Auf unserer Oberprima-Provinzbühne gab es die Braven, etwa die Lehrersöhne Norbert und Peter. In der Abi-Zeitung stand bezeichnenderweise unter Norberts Foto: Wohlerzogen zu sein, sei eine Tugend. Sie schließe einen aber von so vielem aus.

Der Großteil der Klasse bestand indes aus Schülern wie im berüchtigten Film "Feuerzangenbowle": unernst, durchtrieben, aufmüpfig, einfallsreich beim Aushecken von Streichen auch der gewagteren Art. Fräulein K., die Erdkundelehrerin, entsetzte sich: "Sie sind ja alles Revolutionäre!" Fräulein K. hatte zuvor die Tafel aufgeklappt und dort den damals moralisch unerhörten 68er-Spruch lesen müssen: "Wer zweimal mit derselben pennt, gehört schon zum Establishment."

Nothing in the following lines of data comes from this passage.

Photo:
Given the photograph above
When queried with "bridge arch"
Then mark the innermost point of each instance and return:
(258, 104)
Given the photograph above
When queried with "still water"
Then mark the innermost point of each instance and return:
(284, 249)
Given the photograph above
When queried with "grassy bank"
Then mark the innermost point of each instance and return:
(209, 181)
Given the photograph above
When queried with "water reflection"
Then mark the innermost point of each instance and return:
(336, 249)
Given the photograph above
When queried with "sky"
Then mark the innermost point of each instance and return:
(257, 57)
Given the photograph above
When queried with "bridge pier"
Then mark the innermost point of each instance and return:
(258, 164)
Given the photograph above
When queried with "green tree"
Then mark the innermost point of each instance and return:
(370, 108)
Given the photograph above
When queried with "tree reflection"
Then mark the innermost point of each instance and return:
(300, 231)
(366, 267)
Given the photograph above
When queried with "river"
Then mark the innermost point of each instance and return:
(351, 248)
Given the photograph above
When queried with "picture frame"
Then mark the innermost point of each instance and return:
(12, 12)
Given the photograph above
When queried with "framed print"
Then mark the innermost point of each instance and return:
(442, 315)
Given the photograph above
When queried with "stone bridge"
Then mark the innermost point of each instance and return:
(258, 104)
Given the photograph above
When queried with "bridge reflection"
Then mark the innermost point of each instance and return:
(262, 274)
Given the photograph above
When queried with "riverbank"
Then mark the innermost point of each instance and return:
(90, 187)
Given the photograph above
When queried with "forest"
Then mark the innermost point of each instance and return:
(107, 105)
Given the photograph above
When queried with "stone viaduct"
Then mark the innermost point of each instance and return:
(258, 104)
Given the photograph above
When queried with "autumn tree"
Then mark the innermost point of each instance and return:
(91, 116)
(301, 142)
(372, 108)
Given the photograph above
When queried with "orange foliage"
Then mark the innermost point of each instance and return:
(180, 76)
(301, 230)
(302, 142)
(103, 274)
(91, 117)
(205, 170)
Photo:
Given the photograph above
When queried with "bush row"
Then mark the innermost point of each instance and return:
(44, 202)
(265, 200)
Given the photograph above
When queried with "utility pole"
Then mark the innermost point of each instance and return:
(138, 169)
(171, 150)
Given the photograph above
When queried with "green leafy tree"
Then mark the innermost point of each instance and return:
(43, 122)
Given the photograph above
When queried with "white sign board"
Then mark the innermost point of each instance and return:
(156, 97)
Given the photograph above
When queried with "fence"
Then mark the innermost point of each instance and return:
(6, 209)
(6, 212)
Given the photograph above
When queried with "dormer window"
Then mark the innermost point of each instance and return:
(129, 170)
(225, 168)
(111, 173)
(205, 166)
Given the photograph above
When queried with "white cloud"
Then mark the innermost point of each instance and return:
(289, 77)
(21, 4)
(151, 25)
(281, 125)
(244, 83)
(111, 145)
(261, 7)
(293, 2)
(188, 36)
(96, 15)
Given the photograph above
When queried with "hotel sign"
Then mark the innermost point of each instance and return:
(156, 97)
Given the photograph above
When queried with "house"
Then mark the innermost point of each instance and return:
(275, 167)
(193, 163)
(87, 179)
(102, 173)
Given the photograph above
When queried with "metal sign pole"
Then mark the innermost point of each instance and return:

Anders als bei den heute üblichen Abi-Motto-Tagen zogen sich bei uns die herrlichen Zeiten fehlender sittlicher Reife über Wochen und Monate hin. Zu Karneval bauten wir in Viersen-Dülken einen mit knallrotem Tuch ummantelten großen Bauernwagen. Auf dem knallroten Grund stand wiederum ähnlich wie an Fräulein K's Tafel viel Revoluzzerdeutsch geschrieben. Das hätte jedem Bürger jenseits der 50 die Haare zu Berge stehen gelassen - wenn nicht Rosenmontag gewesen wäre.

Die Kommune bei Friedel A.

Unsere "Kommune" war seit Längeren schon die Scheune von Friedel A. Dort fanden die sagenhaft aufregenden Nachtfeten statt, bei denen sich auf und neben Heuballen die durch Melodien aus den Sechzigern zusätzlich animierten Jungs und Mädels näher kamen, als es den ahnungslosen Eltern daheim lieb gewesen sein mochte.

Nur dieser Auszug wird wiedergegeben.